1995 yılının temmuz ayında, Birleşmiş Milletler tarafından “güvenli bölge” ilan edilen Srebrenitsa’da ve 400 Hollandalı barış gücü askerinin gözleri önünde Sırp canileri sistematik olarak yürüttükleri katliamlarda beş gün içinde 8 bin 372 Boşnak vatandaşı katletmişti.
Salı gecesi yaşanan katliam, bu hadisenin tekrarı gibiydi. Değişen sadece katilin adı oldu.
İngiltere himayesindeki El Ehli Hastanesine sığınan savunmasız insanlar, Amerika’nın sınırsız ve koşulsuz desteğiyle İsrail tarafından katledildi.
Amerika Birleşik Devletleri ve Avrupa ülkeleri, en yüksek temsille İsrail’in arkasında olduğunu ilan etti. Siyasetiyle, medyasıyla, askeriyle, lojistiğiyle, ekonomisiyle…
Elektrik yok, ilaç yok, su yok, gıda yok!..
Yoklukların pençesinde bir avuç savunmasız insan soykırıma uğruyor.
Merhamet yok, vicdan yok, hesap yok, kitap yok, insanlık yok!
Ne var?
Sınırsız bir katliam!
Hem de göstere göstere!
Kudüs ve Mescid-i Aksa davasının efsane lideri merhum Şeyh Ahmet Yasin’in şu sözleri tam bizi anlatmıyor mu:
“İslam ümmetinin hâli, benim şu felçli hâlim gibidir.

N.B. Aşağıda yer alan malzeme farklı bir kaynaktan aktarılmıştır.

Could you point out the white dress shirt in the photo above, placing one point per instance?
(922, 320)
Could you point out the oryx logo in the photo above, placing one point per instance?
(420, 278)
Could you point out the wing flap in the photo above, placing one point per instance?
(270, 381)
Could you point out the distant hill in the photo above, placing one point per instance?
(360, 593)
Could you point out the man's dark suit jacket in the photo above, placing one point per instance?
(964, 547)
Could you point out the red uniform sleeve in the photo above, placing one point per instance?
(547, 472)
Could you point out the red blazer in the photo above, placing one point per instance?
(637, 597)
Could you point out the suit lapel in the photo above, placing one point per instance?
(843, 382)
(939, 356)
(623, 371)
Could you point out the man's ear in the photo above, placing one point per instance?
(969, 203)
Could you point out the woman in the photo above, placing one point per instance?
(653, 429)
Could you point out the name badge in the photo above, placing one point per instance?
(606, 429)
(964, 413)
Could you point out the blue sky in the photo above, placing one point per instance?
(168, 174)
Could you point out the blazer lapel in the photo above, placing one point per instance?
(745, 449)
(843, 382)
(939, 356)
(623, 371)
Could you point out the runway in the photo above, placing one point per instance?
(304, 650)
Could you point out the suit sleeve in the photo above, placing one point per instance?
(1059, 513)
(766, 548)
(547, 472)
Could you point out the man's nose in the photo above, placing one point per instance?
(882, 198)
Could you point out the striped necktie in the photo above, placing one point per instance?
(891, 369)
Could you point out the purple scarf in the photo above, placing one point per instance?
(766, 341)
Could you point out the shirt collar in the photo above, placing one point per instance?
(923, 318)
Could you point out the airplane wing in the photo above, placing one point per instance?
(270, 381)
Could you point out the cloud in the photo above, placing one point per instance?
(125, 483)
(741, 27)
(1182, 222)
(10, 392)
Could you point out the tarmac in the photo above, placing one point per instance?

O da dilinden başka hiçbir yerini hareket ettiremiyor!”
Gazze'de savaş var, Kudüs'e saldırı var. Savaş tüm cephelere yayıldı.
Bankada savaş var, kitle iletişimde savaş var, teknolojide savaş var, markette savaş var, mutfakta savaş var.
Bu zulme karşı artık harekete geçme vakti geldi de geçiyor!
Peki sen ne yapabilirsin?
Hiçbir şey yapamıyorsan satın almama gücünü kullanabilirsin.
İsrail kaynaklı, Amerika kaynaklı, Avrupa kaynaklı ürünleri almayarak mazlum insanların direnişine destek verebilirsin.
Korkma!
Bu markaları tercih etmezsen açlıktan ölmezsin, kir pas içinde kalmazsın, klasman kaybetmezsin.
Sonuçta insanlık kazanır.
Eğer bu ürünleri almazsan savaşa müdahale etmiş olursun, mazlumlar adına savaşa katkı vermiş olursun..
Sen kazanırsın.
Sen sen ol; zalimlere kurşun olma, katillere kurşun alma, mazlumun ahını alma!